HENRY: No, you don't feel it now. Some day, when you are old and
wrinkled and ugly, when thought has seared your forehead with its
lines, and passion branded your lips with its hideous fires, you will
feel it, you will feel it terribly. Now, wherever you go, you charm
the world. Will it always be so? ... You have a wonderfully
beautiful face, Mr. Gray. Don't frown. You have. And beauty is a
form of Genius-is higher, indeed, than Genius, as it needs no
explanation. It is one of the great facts of the world, like
sunlight, or spring-time, or the reflection in dark waters of that
silver shell we call the moon. Yes, Mr. Gray, the gods have been good
to you. But what the gods give they quickly take away. You have only
a few years in which to live really, perfectly, and fully. When your
youth goes, your beauty will go with it.

(Basil enters)

BASIL: And it is replaced in nature by wisdom, compassion, empathy,
and understanding. Things which cannot be reflected in a mirror.

HENRY: No, rather wrinkles, falling arches, faulty hearing, and
failing eye-sight. You will suddenly discover that there are no
triumphs left for you, or have to content yourself with those mean
triumphs that the memory of your past will make more bitter than

BASIL: Do come in.
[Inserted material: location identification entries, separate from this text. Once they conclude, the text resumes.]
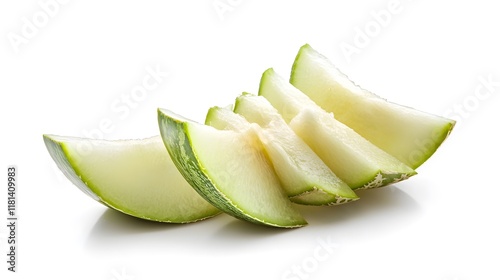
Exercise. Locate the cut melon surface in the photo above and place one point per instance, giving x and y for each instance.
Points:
(409, 135)
(296, 164)
(352, 158)
(136, 177)
(229, 169)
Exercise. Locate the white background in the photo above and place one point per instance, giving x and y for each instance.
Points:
(66, 76)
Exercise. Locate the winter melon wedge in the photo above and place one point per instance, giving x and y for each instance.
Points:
(136, 177)
(229, 169)
(351, 157)
(409, 135)
(299, 169)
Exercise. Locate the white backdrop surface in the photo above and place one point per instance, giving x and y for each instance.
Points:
(73, 68)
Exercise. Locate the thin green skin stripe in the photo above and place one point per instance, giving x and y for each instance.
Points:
(59, 153)
(175, 134)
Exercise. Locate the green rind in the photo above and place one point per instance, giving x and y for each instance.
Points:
(175, 134)
(318, 197)
(415, 156)
(63, 159)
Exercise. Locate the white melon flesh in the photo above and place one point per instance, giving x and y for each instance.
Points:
(229, 169)
(136, 177)
(300, 170)
(352, 158)
(295, 162)
(409, 135)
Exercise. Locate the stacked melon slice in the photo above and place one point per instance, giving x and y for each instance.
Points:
(314, 141)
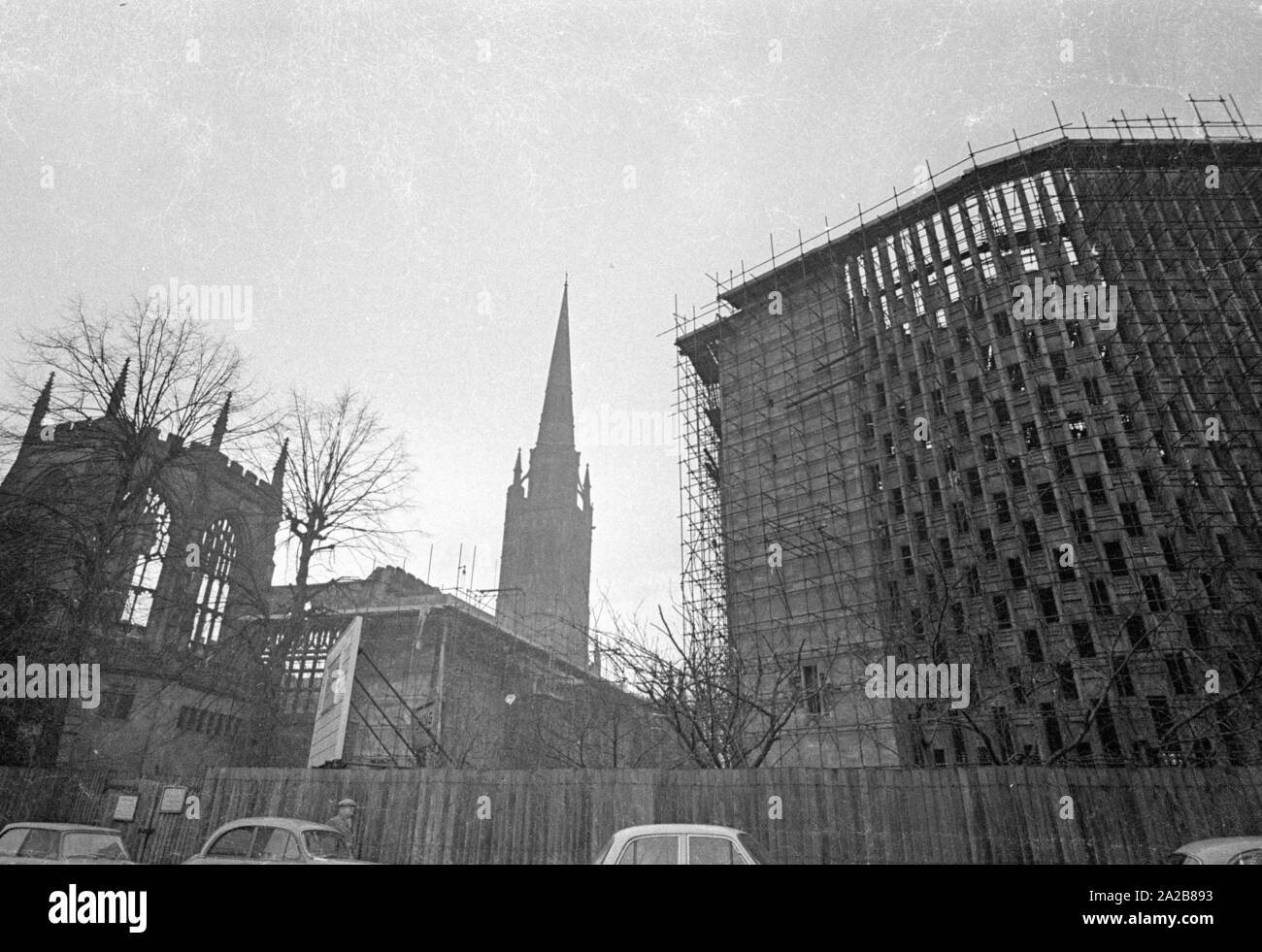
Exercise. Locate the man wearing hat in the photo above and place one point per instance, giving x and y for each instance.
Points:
(345, 820)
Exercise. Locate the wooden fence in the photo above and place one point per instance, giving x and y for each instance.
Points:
(433, 816)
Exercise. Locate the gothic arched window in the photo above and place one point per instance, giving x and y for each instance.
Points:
(216, 556)
(144, 575)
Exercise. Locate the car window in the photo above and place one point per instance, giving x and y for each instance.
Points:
(326, 845)
(1181, 859)
(234, 842)
(604, 853)
(270, 843)
(650, 851)
(93, 846)
(714, 851)
(39, 843)
(12, 841)
(756, 850)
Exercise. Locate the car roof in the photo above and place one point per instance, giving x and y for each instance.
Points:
(62, 828)
(678, 829)
(282, 822)
(1222, 846)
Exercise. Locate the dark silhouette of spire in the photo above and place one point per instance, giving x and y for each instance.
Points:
(39, 411)
(556, 421)
(120, 388)
(221, 424)
(278, 472)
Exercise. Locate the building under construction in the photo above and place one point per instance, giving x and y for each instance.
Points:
(888, 460)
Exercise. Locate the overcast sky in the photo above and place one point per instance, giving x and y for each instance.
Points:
(486, 148)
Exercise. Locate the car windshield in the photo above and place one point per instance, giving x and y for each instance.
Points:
(326, 845)
(604, 853)
(93, 846)
(756, 850)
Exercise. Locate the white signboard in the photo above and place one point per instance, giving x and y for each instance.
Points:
(172, 800)
(328, 736)
(125, 808)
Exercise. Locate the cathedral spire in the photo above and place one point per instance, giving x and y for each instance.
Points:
(556, 421)
(39, 410)
(278, 472)
(118, 392)
(221, 424)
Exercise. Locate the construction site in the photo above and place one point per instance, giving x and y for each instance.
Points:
(882, 460)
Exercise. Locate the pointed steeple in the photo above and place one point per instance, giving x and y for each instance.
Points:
(278, 472)
(221, 424)
(118, 392)
(556, 421)
(39, 411)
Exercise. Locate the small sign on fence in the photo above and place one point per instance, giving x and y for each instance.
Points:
(173, 800)
(125, 808)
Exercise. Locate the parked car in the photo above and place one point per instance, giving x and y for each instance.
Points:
(1223, 851)
(281, 840)
(47, 843)
(681, 845)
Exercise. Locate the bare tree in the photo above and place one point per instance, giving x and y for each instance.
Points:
(346, 476)
(727, 707)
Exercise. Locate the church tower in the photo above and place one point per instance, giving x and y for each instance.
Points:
(547, 557)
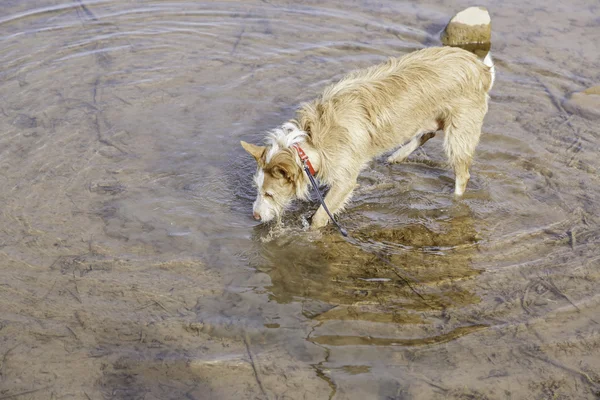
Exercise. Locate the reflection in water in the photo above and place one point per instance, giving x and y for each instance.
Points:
(389, 275)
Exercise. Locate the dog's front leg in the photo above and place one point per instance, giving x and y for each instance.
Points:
(336, 198)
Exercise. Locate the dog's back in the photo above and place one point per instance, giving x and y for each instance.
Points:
(387, 104)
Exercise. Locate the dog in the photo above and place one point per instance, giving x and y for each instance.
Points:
(401, 102)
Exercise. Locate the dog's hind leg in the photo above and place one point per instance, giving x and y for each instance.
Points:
(462, 136)
(407, 149)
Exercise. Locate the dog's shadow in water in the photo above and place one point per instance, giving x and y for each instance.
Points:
(332, 277)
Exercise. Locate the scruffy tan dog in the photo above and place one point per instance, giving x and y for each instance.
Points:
(369, 112)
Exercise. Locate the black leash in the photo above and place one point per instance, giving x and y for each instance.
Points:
(355, 242)
(322, 201)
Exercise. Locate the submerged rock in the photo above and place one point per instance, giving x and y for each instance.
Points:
(585, 104)
(470, 29)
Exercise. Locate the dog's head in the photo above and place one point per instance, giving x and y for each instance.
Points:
(279, 178)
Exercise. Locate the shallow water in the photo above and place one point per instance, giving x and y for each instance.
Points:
(130, 265)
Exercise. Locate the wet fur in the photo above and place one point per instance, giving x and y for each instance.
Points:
(373, 111)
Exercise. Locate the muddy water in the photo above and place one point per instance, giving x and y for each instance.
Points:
(130, 267)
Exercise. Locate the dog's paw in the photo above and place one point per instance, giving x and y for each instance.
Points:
(318, 222)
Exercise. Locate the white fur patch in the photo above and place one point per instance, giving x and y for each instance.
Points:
(283, 137)
(490, 63)
(259, 178)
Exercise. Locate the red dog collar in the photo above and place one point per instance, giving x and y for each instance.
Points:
(304, 158)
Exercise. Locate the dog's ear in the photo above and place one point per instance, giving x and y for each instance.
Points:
(287, 170)
(254, 150)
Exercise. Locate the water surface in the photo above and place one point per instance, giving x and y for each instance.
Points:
(130, 266)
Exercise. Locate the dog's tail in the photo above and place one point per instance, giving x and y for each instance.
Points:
(471, 30)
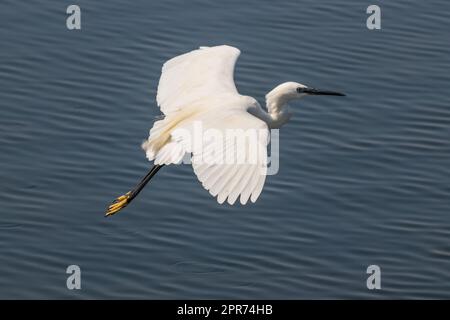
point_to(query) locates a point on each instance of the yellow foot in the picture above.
(118, 204)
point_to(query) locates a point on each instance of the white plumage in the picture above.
(199, 86)
(197, 89)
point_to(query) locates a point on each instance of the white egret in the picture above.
(198, 87)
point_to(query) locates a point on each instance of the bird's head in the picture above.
(295, 90)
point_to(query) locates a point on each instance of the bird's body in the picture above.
(197, 89)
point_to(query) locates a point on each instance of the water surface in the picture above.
(363, 179)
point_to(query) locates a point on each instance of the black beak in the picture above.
(318, 92)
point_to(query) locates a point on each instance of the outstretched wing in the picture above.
(195, 75)
(234, 162)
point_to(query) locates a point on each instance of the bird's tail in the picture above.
(121, 202)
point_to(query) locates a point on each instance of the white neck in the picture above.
(277, 109)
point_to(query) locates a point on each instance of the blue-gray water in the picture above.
(363, 179)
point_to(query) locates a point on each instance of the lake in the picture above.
(363, 180)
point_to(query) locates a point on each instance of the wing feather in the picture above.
(196, 74)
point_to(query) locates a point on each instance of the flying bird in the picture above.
(198, 88)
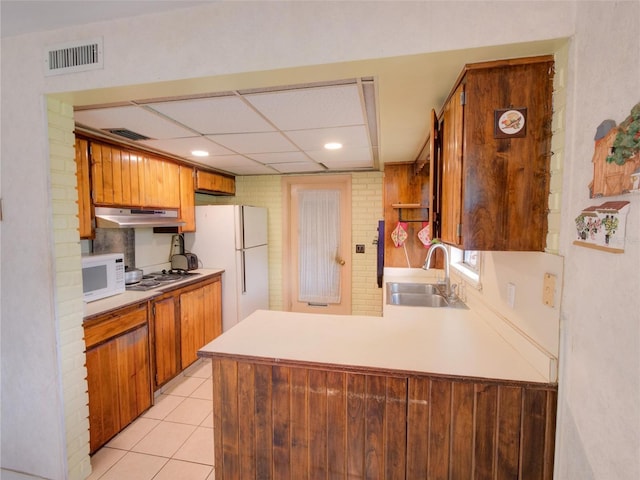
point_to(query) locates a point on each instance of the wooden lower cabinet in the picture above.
(183, 321)
(200, 319)
(118, 372)
(165, 340)
(284, 421)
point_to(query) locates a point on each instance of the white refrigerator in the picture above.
(234, 237)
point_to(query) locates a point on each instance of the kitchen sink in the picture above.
(423, 288)
(420, 295)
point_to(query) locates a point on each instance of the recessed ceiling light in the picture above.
(199, 153)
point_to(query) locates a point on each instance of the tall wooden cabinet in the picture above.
(495, 148)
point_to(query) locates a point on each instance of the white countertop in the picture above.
(407, 339)
(131, 297)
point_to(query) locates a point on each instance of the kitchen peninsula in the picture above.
(417, 393)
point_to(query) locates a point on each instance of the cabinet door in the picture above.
(191, 325)
(212, 311)
(134, 375)
(452, 135)
(166, 346)
(187, 199)
(200, 319)
(162, 183)
(115, 176)
(102, 383)
(84, 188)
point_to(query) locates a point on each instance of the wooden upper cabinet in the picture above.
(451, 200)
(124, 178)
(84, 189)
(187, 198)
(214, 182)
(495, 184)
(162, 183)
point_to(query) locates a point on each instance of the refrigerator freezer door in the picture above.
(253, 281)
(252, 223)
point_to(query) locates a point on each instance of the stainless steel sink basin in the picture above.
(420, 295)
(417, 300)
(424, 288)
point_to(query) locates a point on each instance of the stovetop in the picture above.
(156, 279)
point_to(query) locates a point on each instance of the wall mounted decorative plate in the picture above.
(510, 122)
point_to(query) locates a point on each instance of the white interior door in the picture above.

The light is quite perfect, and you can bring
your drinks.

HENRY: You are glad you have met me, are you not, Mr. Gray?

DORIAN: Yes, I am glad now. I wonder if I shall always be.

HENRY: Always! That is a dreadful word, always. It makes me
shudder when I hear it. Women are so fond of using it. They spoil
every romance by trying to make it last forever. The only difference
between a caprice and a life-long passion is that the caprice lasts a
little longer.

DORIAN: In that case, let our friendship be a caprice.

BASIL: It is quite finished!

HENRY: My dear fellow, I congratulate you. It is the finest
portrait of modern times. Mr. Gray, come over and look at yourself.

DORIAN: Is it really finished?

BASIL: Quite finished…. Don't you like it?

HENRY: Of course he likes it. Who wouldn't like it? It is one of
the greatest things in modern art. I will give you anything you ask
for it. I must have it.

BASIL: It is not my property, Harry

HENRY: Whose property is it?

BASIL: Dorian's, of course.

HENRY: He is a very lucky fellow.

DORIAN: How sad it is. I shall grow old, and horrible, and
dreadful. But this picture will remain always young. It will never
be older than this particular day in June.

BASIL: Day in June.

DORIAN: If it were only the other way! If it were I who was to be
always young, and the picture that was to grow old! For that-for
that-I would give everything! I would even give my soul!